L'avidité est le fait de vouloir tout ce qui passe à notre portée. Ce "tout" peut consister en biens matériels, connaissances, gratifications, succès, signes de reconnaissance sociales. L'avide est comme le trou noir qui aspire toute matière qui passe à sa portée. L'avide n'est jamais satisfait, il en veut toujours plus.

Tout se passe comme si les mots actaient du fait que l'avide voulait nier le vide en lui en le remplissant par tous les moyens.

 

Partant de là on ne sait pas ce qu'il cherche avec cette accumulation de choses : peut-il digérer tout cela ? Qu'en fait-il ? Quand on parle de reconnaissance sociale par exemple l'avide fonctionne comme si autrui lui donnait son existence, sa légitimité, son être même.
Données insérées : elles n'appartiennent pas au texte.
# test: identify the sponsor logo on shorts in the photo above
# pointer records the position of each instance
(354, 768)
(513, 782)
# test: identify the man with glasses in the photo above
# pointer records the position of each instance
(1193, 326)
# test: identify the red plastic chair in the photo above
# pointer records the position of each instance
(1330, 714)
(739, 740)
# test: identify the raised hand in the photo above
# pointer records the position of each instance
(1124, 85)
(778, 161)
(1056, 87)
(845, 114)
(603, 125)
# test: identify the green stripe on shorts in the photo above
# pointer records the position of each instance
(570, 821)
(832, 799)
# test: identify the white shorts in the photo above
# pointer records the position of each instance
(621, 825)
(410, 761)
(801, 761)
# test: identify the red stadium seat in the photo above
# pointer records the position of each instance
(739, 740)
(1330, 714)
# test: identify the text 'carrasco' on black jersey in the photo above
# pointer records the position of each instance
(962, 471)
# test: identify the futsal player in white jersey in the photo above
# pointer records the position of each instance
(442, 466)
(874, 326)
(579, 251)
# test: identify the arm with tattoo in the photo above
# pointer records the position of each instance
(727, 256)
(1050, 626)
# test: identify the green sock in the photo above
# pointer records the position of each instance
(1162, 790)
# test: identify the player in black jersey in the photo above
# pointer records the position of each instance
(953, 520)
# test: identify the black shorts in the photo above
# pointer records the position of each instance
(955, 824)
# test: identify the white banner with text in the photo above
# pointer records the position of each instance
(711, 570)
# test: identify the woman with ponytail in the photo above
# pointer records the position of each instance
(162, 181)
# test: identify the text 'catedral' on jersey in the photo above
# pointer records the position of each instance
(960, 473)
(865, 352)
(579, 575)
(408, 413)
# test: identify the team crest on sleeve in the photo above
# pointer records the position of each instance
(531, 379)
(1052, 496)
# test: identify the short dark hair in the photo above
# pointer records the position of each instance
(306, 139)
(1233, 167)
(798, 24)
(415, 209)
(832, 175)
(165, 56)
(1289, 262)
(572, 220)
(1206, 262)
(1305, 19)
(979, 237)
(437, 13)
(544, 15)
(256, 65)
Sans ce qu'il convoite il n'est plus rien, il n'a plus de but, il ne sait plus quoi faire, il erre dans l'espace, dans le vide. Il y a un rapport sémantique entre avide et « à vide ». Tout se passe comme si les mots actaient du fait que l'avide voulait nier le vide en lui en le remplissant par tous les moyens. Mais le puits est sans fonds, c'est un tonneau des Danaïdes.

"Quand tu regardes l'abîme, l'abîme te regarde en retour." disait Nietzsche.